The Home Secretary Theresa May is being urged to step in to
prevent a Nigerian “witch hunter” returning to the UK after she flew in to
preach to congregations in London.
“Lady Apostle” Helen Ukpabio, founder of the controversial
Liberty Foundation Gospel Ministries, is believed to still be in the capital after
addressing three gatherings last week.
The born-again Christian Pentecostal preacher claims to have
been betrothed to Satan as a teenager before being rescued from a cult at the
age of 17. She now specialises in liberating captives in “deliverance sessions”
that critics claim are little more than crude exorcisms.
Among her advice to parents is the suggestion: “If a child
under the age of two screams in the night, cries and is always feverish with
deteriorating health, he or she is a servant of Satan.”
Campaigners say such beliefs, prevalent in some parts of the
developing world, can put children’s safety at risk. They have written to Ms
May to urge that the pastor be banned from the UK after the current tour.
In the letter, the Witchcraft and Human Rights Information
Network (WHRIN), the Bar Human Rights Committee of England and Wales and the
International Humanist and Ethical Union (IHEU) cite the cases of Victoria
Climbié and Kristy Bamu as examples where witchcraft beliefs played a role in
the  horrific torture and murder of
children.
“Whilst the Government has moved swiftly to block entry to
the UK for Islamic preachers whose presence is considered as harmful to the
public good, there have been no cases of Christian pastors facing such
measures,” the letter said. Ms Ukpabio cancelled her first service in
south-east London last week after the location was leaked. She is understood to
have made three other appearances, including one at a private home.
Around a dozen people attended each event which offered help
to those “under attack” from witchcraft, ancestral or “mermaid” spirits.
Bob Churchill, of the IHEU, said: “It is important that the
UK authorities send a message to the world that branding children, or anyone,
as a witch is beyond the pale.”
Ms Ukpabio founded the church in 1992 in Calabar, Nigeria.
It now claims to have 150 branches worldwide.

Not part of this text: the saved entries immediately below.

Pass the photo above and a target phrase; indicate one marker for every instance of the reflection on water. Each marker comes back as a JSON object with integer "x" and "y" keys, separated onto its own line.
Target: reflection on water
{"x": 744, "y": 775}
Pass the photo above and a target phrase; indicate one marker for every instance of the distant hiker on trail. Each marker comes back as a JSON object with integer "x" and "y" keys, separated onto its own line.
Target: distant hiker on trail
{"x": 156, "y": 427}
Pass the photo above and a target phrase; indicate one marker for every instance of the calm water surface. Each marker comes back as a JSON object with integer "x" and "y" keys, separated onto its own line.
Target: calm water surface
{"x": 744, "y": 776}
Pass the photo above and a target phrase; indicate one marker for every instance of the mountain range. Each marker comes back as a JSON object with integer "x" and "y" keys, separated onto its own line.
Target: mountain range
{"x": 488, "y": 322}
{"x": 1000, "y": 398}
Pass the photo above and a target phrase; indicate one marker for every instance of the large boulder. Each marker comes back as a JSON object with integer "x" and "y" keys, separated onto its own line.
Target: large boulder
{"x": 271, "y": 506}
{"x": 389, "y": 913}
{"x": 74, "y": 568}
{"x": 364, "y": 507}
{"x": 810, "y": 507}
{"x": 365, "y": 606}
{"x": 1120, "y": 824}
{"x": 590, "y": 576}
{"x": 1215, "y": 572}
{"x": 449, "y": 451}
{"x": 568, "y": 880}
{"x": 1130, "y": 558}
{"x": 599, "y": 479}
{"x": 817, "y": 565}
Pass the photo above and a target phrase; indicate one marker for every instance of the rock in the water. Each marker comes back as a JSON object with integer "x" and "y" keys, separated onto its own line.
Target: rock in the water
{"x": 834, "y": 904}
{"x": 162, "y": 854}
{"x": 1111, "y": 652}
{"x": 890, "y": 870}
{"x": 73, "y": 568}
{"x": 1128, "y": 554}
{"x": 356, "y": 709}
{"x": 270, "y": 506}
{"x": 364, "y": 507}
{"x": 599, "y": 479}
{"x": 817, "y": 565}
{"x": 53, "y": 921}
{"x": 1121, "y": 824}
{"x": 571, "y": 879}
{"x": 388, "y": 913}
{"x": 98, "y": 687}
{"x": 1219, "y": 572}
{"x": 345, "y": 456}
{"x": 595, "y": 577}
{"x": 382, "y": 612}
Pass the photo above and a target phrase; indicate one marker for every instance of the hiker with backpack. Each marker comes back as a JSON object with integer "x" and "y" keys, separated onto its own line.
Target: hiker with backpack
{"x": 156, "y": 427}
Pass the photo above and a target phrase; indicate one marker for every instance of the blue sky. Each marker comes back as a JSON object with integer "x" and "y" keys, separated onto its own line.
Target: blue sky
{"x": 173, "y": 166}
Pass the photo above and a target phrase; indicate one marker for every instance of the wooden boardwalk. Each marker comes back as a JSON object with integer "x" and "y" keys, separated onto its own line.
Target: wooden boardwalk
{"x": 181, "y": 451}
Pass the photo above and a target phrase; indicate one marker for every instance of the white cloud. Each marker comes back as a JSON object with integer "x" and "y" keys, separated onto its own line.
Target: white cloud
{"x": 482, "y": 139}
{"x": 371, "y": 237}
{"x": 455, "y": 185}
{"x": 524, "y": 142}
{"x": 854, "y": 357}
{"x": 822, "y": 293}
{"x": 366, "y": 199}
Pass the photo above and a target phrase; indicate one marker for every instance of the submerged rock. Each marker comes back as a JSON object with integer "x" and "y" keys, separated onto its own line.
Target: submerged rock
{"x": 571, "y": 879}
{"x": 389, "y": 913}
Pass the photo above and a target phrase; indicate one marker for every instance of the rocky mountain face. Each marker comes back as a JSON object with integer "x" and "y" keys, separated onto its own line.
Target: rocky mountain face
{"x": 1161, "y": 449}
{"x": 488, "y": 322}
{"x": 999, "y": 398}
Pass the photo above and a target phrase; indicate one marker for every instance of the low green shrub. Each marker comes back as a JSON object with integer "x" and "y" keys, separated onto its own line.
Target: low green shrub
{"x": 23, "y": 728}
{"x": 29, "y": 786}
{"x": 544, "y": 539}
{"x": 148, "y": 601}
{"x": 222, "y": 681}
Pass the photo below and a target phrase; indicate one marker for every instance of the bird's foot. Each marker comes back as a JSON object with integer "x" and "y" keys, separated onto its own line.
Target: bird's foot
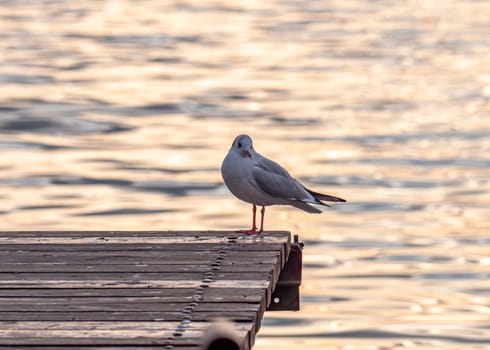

Gary Foxcroft, of the WHRIN, who has worked extensively in
documenting examples of witchcraft abuse, said Ms Ukpabio was one of a number
of preachers who regularly travelled to the UK. “The fundamental problem is
that churches need to be regulated. Anyone can set up a church tomorrow in
their own garden shed with no commitment to child protection or making their
accounts transparent or any theological training.”